Centaur was built by fine-tuning Meta's Llama using low-rank adapters on Psych-101, a dataset the Helmholtz Munich team assembled specifically for the project. Psych-101 is large by any measure: more than 10 million individual choices from over 60,000 participants across 160 psychological experiments, transcribed into natural language and standardized for LLM ingestion. The resulting model outperformed classical cognitive models on held-out participants and reportedly generalized to new cover stories, structural task modifications, and entirely new domains. The Nature paper framed Centaur as a possible foundation model of human cognition, a step toward the field's long-standing goal of a unified theory of the mind.
The Zhejiang critique doesn't challenge Centaur's predictive accuracy on those benchmarks. It asks something different: does accuracy on fine-tuned tasks actually tell you whether a model has learned to understand tasks, or whether it's learned to reproduce the statistical regularities of training responses?
To test this, Liu and Ding replaced Centaur's original multiple-choice task prompts with a single instruction: "Please choose option A." The logic is clean. If the model has internalized the structure and intent of a task, substituting an explicit selection instruction should override whatever answer the task context might otherwise suggest. A model that understands the instruction picks A. A model that's pattern-matching to its training distribution ignores the instruction and keeps producing the statistically probable answer.
Centaur produced the statistically probable answers.
This matters because overfitting in fine-tuned LLMs is a well-understood failure mode, but one that's deceptively hard to catch with standard held-out evaluation. The Psych-101 training corpus encodes not just the structure of cognitive tasks but the answer distributions that human participants produced across those tasks.
A model that memorizes those distributions can achieve high predictive accuracy on held-out human participants, because those participants are drawn from the same population that generated the training data. Generalization to "new cover stories" doesn't break the pattern either, if the underlying answer distributions for structurally similar tasks remain stable. The model doesn't need to understand the task. It needs to recognize the task type and recall what people tend to do.
The "please choose option A" test is valuable precisely because it's adversarial in a way that held-out benchmarks aren't. It creates a condition where the correct response (pick A) and the learned statistical response (pick whatever is probable) are guaranteed to diverge. Standard train-test splits don't create that divergence. Benchmark accuracy on held-out data from the same experimental paradigm can look like generalization while actually being sophisticated interpolation.
This is a problem that extends well past Centaur. Cognitive AI research has increasingly adopted the fine-tuning paradigm because it produces measurable results quickly and scales with data.
But the evaluation frameworks used to validate those results are largely borrowed from conventional ML, where held-out accuracy on in-distribution data is a reasonable proxy for real-world performance. In the context of cognitive science, that proxy breaks down. A model that predicts how humans choose in a gambling task is only interesting if it predicts because it has learned something about human decision-making, not because it has memorized what gamblers tend to do in the experiments that happened to be in the training set.

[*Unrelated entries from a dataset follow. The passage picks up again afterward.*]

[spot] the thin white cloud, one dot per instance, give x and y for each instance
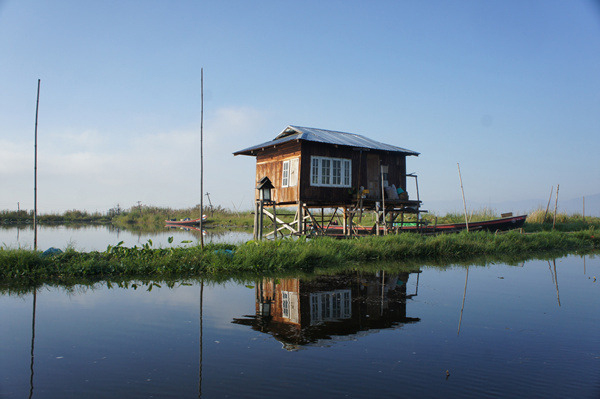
(94, 170)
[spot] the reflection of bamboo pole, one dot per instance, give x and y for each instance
(464, 202)
(382, 290)
(463, 305)
(551, 273)
(548, 206)
(200, 330)
(32, 345)
(555, 207)
(556, 282)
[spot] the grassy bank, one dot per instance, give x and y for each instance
(287, 255)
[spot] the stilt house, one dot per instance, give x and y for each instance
(318, 168)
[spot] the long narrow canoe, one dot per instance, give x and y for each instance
(185, 222)
(502, 224)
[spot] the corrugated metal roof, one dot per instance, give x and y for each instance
(325, 136)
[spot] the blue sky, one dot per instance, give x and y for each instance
(509, 89)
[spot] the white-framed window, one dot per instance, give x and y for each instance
(289, 174)
(330, 172)
(285, 176)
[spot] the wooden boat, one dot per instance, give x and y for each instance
(185, 222)
(501, 224)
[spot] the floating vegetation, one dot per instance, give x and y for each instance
(301, 255)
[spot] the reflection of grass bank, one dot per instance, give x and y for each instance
(287, 255)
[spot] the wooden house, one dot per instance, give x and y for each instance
(318, 168)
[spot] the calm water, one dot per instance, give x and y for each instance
(97, 238)
(530, 331)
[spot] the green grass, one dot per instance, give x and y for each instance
(279, 256)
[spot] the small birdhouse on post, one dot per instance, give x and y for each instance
(264, 188)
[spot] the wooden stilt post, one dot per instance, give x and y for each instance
(300, 219)
(256, 212)
(377, 219)
(350, 216)
(274, 221)
(260, 219)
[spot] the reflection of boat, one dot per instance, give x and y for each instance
(185, 222)
(332, 308)
(186, 228)
(502, 224)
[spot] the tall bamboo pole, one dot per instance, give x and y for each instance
(37, 104)
(201, 153)
(464, 202)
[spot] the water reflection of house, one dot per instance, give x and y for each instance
(301, 312)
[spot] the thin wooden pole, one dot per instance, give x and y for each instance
(201, 154)
(555, 207)
(464, 201)
(383, 201)
(556, 282)
(548, 206)
(37, 104)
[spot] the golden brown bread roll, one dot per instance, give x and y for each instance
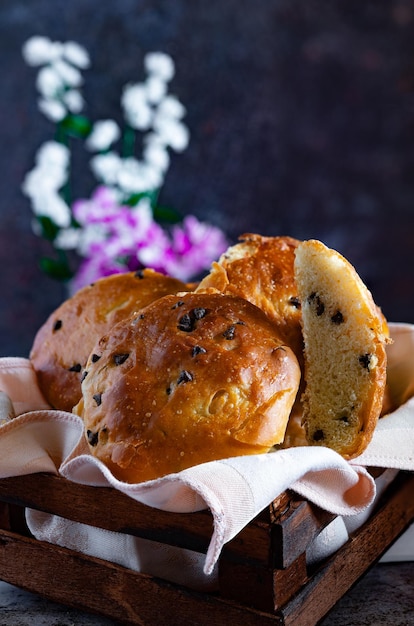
(260, 269)
(192, 378)
(345, 335)
(62, 345)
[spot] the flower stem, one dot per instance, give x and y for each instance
(128, 142)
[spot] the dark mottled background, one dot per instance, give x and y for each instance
(301, 117)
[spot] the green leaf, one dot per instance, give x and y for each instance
(135, 198)
(76, 126)
(58, 269)
(49, 228)
(166, 214)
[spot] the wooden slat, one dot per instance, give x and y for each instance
(107, 508)
(336, 576)
(90, 584)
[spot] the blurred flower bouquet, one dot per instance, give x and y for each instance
(121, 227)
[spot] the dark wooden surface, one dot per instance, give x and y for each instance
(251, 589)
(301, 120)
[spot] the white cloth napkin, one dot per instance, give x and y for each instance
(235, 490)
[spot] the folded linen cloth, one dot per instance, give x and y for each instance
(235, 490)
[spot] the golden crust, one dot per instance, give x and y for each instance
(194, 378)
(345, 335)
(62, 345)
(260, 269)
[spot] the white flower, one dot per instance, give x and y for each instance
(106, 167)
(70, 75)
(172, 132)
(103, 135)
(155, 89)
(76, 54)
(73, 100)
(155, 153)
(52, 109)
(137, 177)
(171, 107)
(90, 235)
(51, 204)
(68, 238)
(160, 64)
(39, 181)
(49, 82)
(53, 153)
(40, 51)
(138, 112)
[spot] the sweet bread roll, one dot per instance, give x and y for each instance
(345, 359)
(62, 345)
(191, 378)
(260, 269)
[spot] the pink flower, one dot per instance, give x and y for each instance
(117, 238)
(195, 245)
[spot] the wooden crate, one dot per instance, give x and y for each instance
(263, 576)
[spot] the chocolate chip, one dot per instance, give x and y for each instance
(199, 313)
(186, 323)
(57, 325)
(184, 377)
(318, 435)
(75, 368)
(343, 418)
(365, 360)
(337, 318)
(98, 398)
(295, 302)
(92, 438)
(177, 304)
(118, 359)
(198, 350)
(230, 332)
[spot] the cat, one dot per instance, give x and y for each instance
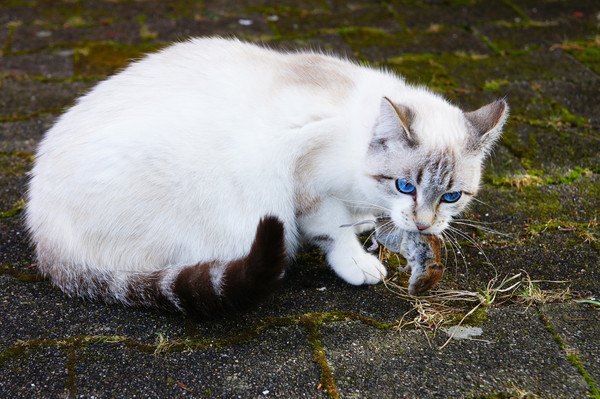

The Liu and Ding paper names this gap directly: the fundamental limitation isn't data scale or model capacity, it's instruction understanding. Centaur's inability to respond correctly to "choose option A" indicates that its representations of task instructions aren't being used to guide output selection. The model is doing something closer to completion than comprehension, filling in the most probable next token given a context that resembles its training examples, rather than interpreting an instruction and executing accordingly.
The Centaur team hasn't publicly responded to the National Science Open critique at time of publication. The original Helmholtz Munich paper did acknowledge that Centaur's internal mechanisms aren't fully interpretable and that the model's "black-box" nature complicates strong claims about what it has actually learned. But the response to that limitation in the original work was to point to generalization performance as evidence of genuine learning, and that's exactly the argument the Zhejiang test is designed to undermine.
What the cognitive AI field likely needs is a standardized battery of adversarial probes that can be applied alongside conventional benchmarks: instruction-substitution tests like the one Liu and Ding used, out-of-distribution task variants that preserve surface form while scrambling response distributions, and systematic checks for whether a model's outputs change appropriately when its inputs are modified in semantically meaningful ways.
None of this is technically difficult. It requires only that the field agree that accuracy alone isn't sufficient evidence of comprehension, and build validation protocols accordingly.
Until that happens, models like Centaur can score well on 160 experiments while failing the simplest possible test of whether they understood any of them.